Shouting at strangers to get off your lawn as you menacingly wave a crumbled newspaper is a thing of the past; in the near future, you’ll be sending stun-gun carrying drones after them. CUPID, short for Chaotic Unmanned Personal Intercept Drone, is an app-controlled six-pronged-copter flying drone that packs an 80,000-volt Taser dart ― legally surpassing policemen’s 50,000-volt Tasers.
The drone was first revealed at the SXSW Interactive Festival in Austin, TX, as a future security concept. It is the brainchild of Austin-based mobile software design studio Chaotic Moon. The drone is approximately the same size as a traditional hexacopter-style drone, but houses a more complex technology in the form of its stun-gun, facial recognition, tracking device, and autopilot.

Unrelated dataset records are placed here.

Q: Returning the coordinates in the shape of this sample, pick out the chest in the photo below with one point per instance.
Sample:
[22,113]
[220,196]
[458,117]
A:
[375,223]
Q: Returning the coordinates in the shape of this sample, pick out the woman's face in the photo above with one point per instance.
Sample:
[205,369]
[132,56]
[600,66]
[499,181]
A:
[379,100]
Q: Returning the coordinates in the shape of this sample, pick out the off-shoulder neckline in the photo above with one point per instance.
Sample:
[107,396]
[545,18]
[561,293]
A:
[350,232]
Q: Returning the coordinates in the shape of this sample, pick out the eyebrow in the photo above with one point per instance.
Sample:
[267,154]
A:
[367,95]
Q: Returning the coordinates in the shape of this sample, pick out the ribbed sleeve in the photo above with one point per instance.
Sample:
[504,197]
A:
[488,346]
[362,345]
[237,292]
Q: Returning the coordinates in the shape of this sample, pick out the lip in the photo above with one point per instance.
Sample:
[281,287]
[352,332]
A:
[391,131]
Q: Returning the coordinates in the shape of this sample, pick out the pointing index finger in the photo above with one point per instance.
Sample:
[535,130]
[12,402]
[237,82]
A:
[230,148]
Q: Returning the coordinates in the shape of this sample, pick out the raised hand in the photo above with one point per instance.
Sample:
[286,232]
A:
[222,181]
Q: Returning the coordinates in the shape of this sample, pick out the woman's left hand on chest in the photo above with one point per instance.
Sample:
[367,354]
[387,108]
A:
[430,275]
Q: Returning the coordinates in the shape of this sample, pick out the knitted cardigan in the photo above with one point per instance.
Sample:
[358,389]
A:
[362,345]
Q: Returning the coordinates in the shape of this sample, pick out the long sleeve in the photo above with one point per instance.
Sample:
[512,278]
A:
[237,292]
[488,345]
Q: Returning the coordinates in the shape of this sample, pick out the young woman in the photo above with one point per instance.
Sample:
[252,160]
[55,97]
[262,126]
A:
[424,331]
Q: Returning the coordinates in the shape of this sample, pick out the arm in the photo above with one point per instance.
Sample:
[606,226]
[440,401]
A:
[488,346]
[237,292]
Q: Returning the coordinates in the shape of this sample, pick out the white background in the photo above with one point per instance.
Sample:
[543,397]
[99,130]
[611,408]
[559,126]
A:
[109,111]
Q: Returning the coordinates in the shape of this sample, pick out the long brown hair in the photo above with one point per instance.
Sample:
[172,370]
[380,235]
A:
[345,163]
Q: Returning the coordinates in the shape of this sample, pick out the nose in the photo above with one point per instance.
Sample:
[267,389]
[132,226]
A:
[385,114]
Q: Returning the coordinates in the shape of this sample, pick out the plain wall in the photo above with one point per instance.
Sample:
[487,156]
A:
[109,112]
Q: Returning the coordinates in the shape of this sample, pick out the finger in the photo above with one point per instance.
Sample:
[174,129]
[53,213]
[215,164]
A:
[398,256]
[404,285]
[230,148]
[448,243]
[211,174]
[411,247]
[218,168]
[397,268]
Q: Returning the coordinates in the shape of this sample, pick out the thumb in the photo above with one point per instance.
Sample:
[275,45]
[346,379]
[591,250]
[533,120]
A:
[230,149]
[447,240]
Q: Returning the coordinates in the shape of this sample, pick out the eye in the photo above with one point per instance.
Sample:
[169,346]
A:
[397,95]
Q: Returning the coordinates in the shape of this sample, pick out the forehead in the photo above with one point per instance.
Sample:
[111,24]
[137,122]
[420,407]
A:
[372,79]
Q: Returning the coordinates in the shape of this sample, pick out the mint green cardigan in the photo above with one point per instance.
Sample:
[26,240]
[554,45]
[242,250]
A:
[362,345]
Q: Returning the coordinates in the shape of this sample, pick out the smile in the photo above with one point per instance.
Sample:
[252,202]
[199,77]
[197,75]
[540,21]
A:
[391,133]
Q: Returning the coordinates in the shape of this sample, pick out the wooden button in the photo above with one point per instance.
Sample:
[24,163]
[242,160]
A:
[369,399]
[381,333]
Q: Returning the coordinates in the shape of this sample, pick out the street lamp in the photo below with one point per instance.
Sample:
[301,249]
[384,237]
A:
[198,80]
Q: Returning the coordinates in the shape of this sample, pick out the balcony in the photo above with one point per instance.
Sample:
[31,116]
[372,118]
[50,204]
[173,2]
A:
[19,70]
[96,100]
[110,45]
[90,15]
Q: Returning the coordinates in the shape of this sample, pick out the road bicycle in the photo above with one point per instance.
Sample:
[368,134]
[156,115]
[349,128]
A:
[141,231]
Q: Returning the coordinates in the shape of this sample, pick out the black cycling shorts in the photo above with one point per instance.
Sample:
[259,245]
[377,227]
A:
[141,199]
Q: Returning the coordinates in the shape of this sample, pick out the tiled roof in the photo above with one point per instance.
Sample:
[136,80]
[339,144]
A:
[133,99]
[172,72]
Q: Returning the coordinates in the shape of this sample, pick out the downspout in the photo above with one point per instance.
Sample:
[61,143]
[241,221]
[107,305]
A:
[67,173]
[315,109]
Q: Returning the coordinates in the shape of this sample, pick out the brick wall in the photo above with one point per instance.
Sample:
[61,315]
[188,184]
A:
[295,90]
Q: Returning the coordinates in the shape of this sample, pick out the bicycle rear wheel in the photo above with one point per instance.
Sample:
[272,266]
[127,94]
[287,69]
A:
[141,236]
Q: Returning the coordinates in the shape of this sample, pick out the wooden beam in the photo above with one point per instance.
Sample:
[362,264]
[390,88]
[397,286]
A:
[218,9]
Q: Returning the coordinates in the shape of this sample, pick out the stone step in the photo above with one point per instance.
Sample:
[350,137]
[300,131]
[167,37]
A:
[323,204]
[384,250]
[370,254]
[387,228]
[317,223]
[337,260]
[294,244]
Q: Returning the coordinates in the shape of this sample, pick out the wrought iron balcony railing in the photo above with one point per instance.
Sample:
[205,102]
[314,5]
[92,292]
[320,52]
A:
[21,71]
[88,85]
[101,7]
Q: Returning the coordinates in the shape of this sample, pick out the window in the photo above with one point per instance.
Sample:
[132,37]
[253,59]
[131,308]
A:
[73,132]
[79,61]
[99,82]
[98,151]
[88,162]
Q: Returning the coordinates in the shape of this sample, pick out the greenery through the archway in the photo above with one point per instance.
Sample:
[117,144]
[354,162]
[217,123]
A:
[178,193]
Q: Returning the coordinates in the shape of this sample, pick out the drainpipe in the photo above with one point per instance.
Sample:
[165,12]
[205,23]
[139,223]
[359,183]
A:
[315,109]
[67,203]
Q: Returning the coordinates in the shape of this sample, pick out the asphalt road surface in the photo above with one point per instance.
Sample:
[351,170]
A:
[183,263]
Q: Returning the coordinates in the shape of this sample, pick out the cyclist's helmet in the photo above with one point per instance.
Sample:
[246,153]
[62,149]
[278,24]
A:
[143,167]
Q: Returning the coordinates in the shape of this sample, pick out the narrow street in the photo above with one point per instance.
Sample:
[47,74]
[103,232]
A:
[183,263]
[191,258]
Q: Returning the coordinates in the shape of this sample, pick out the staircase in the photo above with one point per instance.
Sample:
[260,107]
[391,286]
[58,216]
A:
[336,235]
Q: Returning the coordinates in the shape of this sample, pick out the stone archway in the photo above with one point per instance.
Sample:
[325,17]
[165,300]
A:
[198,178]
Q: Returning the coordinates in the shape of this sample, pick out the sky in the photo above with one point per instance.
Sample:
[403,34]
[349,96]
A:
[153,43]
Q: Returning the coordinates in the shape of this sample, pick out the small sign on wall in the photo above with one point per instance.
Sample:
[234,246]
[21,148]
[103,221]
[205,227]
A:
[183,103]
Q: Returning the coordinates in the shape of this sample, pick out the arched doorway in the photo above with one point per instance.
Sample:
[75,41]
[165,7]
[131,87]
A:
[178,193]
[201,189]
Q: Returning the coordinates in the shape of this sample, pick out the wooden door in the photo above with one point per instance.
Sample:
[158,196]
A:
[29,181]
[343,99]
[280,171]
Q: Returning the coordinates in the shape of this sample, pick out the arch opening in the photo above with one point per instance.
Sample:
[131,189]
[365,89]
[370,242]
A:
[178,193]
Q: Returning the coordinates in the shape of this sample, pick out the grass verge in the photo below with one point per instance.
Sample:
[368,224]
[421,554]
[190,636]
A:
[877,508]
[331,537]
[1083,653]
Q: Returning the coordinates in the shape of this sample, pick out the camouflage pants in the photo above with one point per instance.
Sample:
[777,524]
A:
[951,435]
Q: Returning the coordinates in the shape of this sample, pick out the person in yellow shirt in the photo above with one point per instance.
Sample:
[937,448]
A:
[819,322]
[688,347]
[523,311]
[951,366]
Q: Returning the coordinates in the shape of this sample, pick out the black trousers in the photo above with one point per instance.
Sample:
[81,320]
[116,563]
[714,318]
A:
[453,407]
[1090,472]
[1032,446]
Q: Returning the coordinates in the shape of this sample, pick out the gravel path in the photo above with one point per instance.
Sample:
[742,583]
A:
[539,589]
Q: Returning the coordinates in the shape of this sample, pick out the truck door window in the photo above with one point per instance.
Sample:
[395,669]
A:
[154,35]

The biggest design challenge was not actually automating all those systems, but protecting the core technology against the electromagnetic pulse that results as a byproduct when harnessing as much electricity as 80,000 volts. A stray EMP would instantly shut off the machine, sending it crashing down as soon as it fires the dart. The issue was rectified by surrounding all electronic elements in a Faraday Cage, a conductive enclosure that blocks electrical fields.
As an added benefit, any electronics within the vicinity of the EMP blast would also fry, adding in the extra annoyance of not only disabling trespassers, but also destroying their expensive gadgets. So if you plan on filming CUPID in action as reporters from The Verge did, CUPID’s chief designer, William “Whurley” Hurley, will require you stand at least five feet away.
Real-life application
Whurley’s ideal use for CUPID is simple: Once an intruder is spotted on a property, CUPID will fly over and transmit an image of their face. If the property owner does not grant clearance, then CUPID will issue an audio warning before tazering any uncompliant persons into submission, then wait the authorities to arrive.
Integrating these features is simple, Whurley assures The Verge, but CUPID was actually constructed as a publicity stunt to attract coverage, rather than a prototype for future production. Technology isn’t the challenge, he argues, but the politics is. Whurley believes that there’s definitely an element of future-shock surrounding the use of what is basically a flying, electrocuting robot; conducting demonstrations of tech in action is key in dispelling people’s fears of what could otherwise be a life-saving technology. Why send police officers into the location of an armed perpetrator when a robot could do the same, without jeopardizing the offcers’ lives?